Justin's comments for improving this demo

  • Your code is very, very repetitious. Your code is not meant as a simple one-time project; we are writing code that is to be maintained by future collaborators of this project, for years to come. Please keep this in mind while you're writing code.

  • While your demo app looked nice and polished, when I took a second look at this document, the app was not well documented at all. I spent a full day looking at this script and trying to improve it (and demonstrate the improvement, in terms of speed and readablility), but I'm not close to being done.
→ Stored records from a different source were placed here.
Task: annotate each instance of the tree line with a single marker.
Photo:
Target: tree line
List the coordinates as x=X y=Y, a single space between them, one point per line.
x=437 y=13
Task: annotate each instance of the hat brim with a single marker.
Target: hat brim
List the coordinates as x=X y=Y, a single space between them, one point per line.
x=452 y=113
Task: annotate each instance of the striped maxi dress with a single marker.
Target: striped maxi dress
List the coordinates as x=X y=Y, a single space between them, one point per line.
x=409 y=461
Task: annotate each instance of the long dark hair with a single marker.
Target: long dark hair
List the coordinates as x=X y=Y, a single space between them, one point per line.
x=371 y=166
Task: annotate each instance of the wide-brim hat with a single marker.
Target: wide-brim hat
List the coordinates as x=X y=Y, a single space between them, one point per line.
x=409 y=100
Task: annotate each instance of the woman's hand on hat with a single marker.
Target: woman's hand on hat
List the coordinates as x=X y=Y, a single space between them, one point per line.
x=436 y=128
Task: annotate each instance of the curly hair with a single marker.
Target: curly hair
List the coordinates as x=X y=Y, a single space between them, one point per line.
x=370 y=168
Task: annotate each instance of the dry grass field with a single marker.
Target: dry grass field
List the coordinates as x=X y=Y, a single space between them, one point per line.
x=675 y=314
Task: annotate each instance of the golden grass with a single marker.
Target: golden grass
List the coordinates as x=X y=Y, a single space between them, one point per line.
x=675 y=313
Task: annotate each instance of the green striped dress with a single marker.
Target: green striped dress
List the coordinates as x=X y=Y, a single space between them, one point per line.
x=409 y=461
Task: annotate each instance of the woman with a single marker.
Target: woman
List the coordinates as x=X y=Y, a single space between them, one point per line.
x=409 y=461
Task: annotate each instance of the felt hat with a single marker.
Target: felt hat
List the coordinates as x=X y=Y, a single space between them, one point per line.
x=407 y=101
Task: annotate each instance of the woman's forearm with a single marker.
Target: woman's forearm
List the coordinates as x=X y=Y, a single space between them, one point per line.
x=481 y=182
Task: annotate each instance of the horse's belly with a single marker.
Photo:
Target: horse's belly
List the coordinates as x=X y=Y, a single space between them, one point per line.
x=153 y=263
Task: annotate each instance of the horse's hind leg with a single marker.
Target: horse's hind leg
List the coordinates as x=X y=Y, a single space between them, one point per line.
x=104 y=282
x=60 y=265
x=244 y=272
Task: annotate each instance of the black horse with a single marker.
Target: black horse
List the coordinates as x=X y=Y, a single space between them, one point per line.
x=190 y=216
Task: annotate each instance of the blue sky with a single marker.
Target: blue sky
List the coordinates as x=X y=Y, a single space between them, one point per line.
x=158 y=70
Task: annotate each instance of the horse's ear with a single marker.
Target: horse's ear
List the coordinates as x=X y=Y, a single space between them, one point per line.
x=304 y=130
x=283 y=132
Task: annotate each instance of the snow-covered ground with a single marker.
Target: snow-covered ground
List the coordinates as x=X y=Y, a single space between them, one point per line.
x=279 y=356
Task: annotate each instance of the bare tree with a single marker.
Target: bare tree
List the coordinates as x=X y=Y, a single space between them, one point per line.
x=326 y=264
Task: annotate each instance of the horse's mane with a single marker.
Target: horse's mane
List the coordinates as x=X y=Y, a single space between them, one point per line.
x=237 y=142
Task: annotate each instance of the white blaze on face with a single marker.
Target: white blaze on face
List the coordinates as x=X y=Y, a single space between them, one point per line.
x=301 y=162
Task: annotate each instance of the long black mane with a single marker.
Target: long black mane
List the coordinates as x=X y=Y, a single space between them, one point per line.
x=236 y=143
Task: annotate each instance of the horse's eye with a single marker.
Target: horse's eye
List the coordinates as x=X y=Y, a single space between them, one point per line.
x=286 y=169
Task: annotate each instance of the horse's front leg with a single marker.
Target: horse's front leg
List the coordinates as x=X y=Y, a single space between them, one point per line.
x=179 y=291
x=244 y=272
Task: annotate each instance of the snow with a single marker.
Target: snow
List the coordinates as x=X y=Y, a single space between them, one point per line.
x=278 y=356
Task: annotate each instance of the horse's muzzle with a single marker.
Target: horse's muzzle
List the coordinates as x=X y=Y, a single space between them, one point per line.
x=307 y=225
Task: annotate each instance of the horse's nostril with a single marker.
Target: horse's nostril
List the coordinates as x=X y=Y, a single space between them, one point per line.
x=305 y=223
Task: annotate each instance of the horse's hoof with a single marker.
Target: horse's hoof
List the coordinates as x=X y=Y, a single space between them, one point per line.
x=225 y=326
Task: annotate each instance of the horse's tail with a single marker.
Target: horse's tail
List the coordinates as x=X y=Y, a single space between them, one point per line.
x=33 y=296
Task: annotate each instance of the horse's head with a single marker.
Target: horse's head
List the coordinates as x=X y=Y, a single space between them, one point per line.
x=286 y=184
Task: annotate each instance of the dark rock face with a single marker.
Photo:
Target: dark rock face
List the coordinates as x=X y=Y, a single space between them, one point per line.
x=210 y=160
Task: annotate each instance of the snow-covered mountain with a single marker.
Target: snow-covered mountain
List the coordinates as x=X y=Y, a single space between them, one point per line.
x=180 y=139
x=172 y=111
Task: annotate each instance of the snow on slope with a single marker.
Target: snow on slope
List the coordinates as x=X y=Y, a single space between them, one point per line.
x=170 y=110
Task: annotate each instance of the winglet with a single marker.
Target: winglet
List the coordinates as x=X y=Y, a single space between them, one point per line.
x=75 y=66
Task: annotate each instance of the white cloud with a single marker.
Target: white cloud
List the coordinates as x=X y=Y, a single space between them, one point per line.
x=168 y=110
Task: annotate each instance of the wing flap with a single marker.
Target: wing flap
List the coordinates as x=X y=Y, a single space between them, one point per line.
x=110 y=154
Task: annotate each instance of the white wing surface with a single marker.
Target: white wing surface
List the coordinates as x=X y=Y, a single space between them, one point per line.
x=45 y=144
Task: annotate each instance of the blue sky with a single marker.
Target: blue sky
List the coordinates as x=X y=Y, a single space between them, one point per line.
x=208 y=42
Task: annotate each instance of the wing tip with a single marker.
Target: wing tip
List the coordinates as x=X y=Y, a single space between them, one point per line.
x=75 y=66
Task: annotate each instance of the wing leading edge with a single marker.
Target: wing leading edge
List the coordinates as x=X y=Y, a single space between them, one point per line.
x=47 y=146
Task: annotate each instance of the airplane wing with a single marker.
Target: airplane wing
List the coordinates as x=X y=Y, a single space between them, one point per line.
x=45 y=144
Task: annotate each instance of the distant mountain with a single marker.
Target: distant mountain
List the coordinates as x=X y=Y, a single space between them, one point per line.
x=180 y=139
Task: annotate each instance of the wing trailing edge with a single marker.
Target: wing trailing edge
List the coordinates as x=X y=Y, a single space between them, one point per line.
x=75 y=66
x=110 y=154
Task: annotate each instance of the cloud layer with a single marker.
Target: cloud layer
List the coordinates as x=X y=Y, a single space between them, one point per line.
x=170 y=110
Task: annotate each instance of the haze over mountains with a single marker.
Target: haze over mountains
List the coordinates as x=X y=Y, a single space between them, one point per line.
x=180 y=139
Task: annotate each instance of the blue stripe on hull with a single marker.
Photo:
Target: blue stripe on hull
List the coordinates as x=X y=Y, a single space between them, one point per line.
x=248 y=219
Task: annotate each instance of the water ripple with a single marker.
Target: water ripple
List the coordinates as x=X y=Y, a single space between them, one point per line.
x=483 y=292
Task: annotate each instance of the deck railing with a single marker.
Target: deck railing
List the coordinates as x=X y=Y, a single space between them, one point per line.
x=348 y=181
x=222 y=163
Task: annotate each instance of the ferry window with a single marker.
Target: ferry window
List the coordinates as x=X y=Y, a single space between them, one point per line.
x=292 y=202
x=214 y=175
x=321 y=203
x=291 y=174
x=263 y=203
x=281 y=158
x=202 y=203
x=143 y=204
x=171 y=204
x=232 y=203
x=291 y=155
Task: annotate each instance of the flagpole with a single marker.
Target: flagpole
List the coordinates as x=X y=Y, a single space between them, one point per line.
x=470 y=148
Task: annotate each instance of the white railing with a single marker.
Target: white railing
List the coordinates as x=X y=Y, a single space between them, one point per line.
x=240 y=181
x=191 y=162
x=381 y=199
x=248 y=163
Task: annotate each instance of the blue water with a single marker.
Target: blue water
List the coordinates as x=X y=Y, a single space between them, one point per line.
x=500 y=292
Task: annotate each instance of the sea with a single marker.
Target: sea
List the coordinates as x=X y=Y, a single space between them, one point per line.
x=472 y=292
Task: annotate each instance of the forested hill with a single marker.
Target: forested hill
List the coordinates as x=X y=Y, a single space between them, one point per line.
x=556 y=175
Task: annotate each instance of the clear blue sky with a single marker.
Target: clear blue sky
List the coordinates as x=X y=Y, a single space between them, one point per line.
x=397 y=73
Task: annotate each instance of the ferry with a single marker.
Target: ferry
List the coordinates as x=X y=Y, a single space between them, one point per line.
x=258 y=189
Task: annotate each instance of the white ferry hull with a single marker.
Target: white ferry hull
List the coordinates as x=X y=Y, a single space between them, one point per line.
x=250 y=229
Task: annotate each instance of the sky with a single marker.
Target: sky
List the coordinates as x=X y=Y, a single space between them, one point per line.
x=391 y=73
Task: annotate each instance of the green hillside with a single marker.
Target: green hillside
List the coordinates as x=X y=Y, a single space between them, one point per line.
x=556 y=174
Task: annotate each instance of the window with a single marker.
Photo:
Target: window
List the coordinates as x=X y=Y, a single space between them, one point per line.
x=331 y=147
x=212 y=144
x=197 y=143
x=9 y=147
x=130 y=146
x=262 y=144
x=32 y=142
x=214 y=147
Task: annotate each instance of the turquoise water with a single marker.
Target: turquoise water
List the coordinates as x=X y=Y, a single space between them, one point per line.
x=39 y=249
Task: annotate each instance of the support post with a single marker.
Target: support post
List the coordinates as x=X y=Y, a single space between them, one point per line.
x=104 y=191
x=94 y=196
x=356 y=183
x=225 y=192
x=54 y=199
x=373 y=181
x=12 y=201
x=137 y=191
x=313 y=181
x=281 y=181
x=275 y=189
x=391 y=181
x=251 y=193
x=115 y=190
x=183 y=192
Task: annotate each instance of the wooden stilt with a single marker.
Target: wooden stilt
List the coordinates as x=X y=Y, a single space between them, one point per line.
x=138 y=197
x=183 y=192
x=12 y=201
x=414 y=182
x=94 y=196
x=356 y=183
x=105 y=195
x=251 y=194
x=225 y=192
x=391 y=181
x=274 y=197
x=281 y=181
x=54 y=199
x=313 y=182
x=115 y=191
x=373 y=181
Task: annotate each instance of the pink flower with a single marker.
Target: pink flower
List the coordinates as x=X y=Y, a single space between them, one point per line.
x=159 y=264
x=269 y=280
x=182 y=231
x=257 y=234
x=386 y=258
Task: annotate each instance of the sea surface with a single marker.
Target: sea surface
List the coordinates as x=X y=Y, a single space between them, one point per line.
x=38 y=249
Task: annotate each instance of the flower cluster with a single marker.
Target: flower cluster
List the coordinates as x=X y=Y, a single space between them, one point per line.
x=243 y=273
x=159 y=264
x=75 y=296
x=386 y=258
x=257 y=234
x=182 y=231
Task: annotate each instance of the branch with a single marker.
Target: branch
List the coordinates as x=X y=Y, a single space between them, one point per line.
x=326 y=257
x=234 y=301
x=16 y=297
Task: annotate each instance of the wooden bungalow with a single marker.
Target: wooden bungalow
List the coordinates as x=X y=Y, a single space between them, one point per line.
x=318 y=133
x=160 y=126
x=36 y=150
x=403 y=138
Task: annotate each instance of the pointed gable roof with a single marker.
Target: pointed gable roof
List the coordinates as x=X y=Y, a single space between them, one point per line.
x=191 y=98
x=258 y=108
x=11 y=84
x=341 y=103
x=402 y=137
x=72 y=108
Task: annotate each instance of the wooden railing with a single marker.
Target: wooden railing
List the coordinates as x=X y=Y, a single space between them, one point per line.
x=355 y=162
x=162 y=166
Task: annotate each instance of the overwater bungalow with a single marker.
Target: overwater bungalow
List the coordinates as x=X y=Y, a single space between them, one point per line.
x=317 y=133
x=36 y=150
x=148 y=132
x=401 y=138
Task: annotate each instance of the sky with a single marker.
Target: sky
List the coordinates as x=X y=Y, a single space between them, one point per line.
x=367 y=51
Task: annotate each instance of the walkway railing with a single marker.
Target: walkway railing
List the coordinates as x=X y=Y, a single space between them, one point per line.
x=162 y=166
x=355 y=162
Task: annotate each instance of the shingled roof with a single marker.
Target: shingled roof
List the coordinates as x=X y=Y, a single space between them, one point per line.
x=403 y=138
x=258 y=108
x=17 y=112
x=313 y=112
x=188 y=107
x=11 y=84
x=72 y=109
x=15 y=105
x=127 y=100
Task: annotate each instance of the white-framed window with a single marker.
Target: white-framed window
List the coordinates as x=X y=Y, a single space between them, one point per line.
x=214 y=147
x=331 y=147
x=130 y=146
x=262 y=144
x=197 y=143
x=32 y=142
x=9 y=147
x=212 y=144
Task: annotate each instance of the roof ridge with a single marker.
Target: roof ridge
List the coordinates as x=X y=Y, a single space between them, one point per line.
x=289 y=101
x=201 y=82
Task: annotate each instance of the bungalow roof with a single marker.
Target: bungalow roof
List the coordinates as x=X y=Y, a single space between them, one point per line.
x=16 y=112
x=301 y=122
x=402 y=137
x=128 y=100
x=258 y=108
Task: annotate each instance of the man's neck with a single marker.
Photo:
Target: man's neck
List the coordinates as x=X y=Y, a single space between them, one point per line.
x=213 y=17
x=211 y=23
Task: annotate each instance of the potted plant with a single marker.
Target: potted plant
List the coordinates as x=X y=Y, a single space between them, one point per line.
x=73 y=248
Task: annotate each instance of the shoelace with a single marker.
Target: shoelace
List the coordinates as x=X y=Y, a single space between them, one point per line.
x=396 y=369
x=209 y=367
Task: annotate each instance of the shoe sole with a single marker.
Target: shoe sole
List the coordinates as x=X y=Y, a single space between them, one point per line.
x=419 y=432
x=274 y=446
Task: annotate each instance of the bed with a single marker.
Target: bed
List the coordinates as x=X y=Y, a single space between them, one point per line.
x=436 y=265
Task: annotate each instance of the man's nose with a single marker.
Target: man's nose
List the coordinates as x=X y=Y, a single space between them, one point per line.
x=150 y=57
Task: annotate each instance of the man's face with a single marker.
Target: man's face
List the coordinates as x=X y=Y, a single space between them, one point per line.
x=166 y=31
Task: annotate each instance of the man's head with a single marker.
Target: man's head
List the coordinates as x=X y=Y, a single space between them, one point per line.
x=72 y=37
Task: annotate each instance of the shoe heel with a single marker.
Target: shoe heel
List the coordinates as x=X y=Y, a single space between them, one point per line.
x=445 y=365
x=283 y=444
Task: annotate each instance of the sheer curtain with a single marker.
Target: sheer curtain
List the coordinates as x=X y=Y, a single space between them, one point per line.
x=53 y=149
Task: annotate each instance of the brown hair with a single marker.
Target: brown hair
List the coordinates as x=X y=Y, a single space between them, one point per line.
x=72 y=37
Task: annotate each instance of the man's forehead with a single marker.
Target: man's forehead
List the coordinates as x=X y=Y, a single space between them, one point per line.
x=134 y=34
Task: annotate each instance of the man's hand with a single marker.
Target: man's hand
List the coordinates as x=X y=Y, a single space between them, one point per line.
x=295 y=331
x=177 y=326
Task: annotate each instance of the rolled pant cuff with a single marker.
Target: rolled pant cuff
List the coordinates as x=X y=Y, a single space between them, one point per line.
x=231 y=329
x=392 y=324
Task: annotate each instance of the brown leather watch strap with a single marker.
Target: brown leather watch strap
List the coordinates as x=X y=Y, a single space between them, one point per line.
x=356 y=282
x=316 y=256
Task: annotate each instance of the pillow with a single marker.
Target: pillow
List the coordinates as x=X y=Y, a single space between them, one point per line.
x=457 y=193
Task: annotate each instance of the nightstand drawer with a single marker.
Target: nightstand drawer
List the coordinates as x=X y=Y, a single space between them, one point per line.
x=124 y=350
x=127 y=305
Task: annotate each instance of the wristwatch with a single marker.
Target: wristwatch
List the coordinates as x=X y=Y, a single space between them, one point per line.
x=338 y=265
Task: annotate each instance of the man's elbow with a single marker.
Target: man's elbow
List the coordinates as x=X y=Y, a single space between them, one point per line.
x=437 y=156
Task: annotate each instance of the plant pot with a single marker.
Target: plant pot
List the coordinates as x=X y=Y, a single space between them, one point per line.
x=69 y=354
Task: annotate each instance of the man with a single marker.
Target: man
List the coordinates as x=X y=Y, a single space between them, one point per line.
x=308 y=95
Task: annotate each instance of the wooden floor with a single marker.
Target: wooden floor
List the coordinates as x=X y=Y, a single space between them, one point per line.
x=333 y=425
This shows:

  1. How slow/inefficient your code was (e.g. many repeated cbinds and rbinds and for(i in 1:100){ a = c(a, length(i))}), and

  2. How difficult it is to read this document. (e.g. your code blocks were explained with partial sentences; at some point, you just wrote two incomplete sentences, not meant for anyone else but yourself:

- (single dataframe)
-  easier to handle using plot_ly() and highlight_key()
  1. a lot of copy pasting of code; for instance, column names were set by colnames(pie_table)<-c("Time","cluster_1","cluster_2","cluster_3","cluster_4","cluster_5","cluster_6","cluster_7","cluster_8","cluster_9","cluster_10") instead of colnames(pie_table) <- c("Time", paste0("cluster_", 1:10)). Surely, if you've taken coding class you are capable of the latter.
  • You had some comments embedded in the code, which is great, but they were not comprehensive enough for me to know what was going on.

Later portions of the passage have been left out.